When we set them up for Shabbos (in non-pandemic times), for the first time in their lives they can see happy marriages and healthy parent-child relationships. They’re enveloped in love and warmth. They’re not judged, there are zero expectations. This remakes their perception of themselves and Judaism. They can rebuild from scratch.
One of our members was once riding the subway when she started feeling very dizzy. She remembered that she’d recently hit her head and she called her host family — she couldn’t call her own parents, they weren’t available enough to her. Her host mother, who was a doctor, told her that she might have a concussion.
“Go straight to the hospital,” she said. “My husband will meet you there.” They took care of her. She was showered with so much love, care, and acceptance that it transformed her as a human being and as a Jew. Love had been missing from her life. Now that she’s seen it in human form, she said, she can feel Hashem’s love and care for her wherever she goes.
When my youngest son was seven, I once asked him if he knows what I do. “Sure,” he said. “Project Makom shows people who think Hashem is mean and angry that Hashem loves them.”
My week is so heavy, with so many intense stories, I’m reading a spy thriller about terrorism in Israel. It’s great escapism.
Naaseh v’nishma. Everything we did was totally on an experimental basis — let’s try it first and see what works. And we’ve had so much siyata d’Shmaya working this way.
Learning from afar
There are a lot of disenfranchised frum Jews learning from afar, some of whom never contact us. I heard a story about a guy from a very insular chassidish community who found JITC and discovered that you can live a frum life and be integrated with the outside world. He went to YU. I was at the YU graduation and saw his family there, beaming. I was struck by what I’d seen — a family of Satmar chassidim proudly attending the YU graduation of their relative? — and mentioned it to someone. He told me, “What, you don’t know how he got here? He was miserable, went online, and found Jew in the City.” He never had to reach out to us because his family supported him.

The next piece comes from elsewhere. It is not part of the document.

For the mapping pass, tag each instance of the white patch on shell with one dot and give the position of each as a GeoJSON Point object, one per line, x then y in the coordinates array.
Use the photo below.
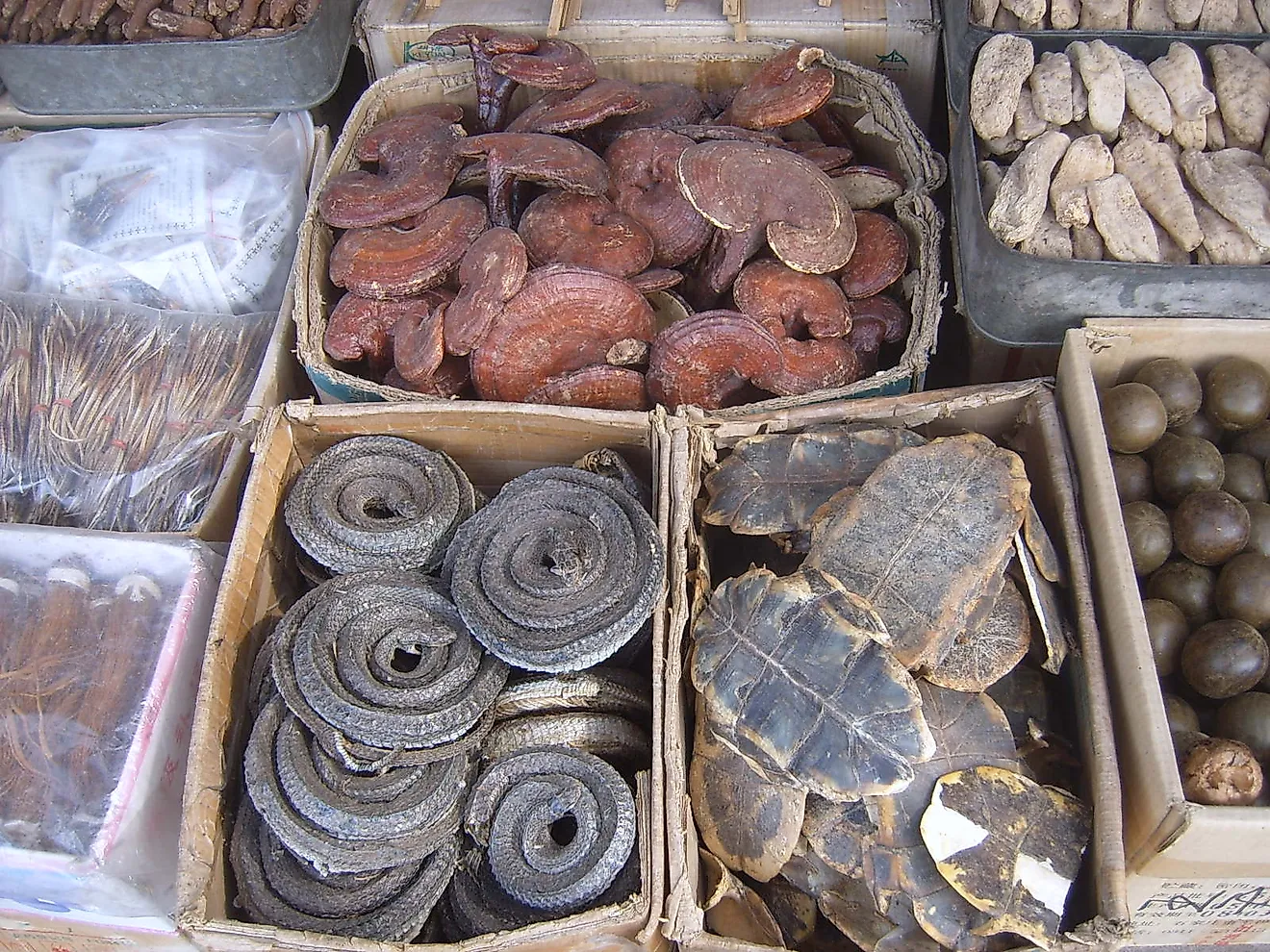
{"type": "Point", "coordinates": [947, 832]}
{"type": "Point", "coordinates": [1043, 883]}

Torah is for healthy people
Some people had problems more serious than we could handle, so we established an intake screening process to make sure people have a baseline stability. This is a principle I learned from Rabbi Shaya Karlinksy. When I was in Midreshet Rachel, I asked him, “The Torah says you need to love your neighbor as much as yourself. Well, what if you don’t love yourself?”
I thought I’d outsmarted him, but he immediately said, “Stop. The Torah is meant for healthy people.” If someone doesn’t have basic stability, or is spiraling out of control, we automatically send them to social services. You won’t be able to figure out if G-d exists if you don’t know if dinner exists.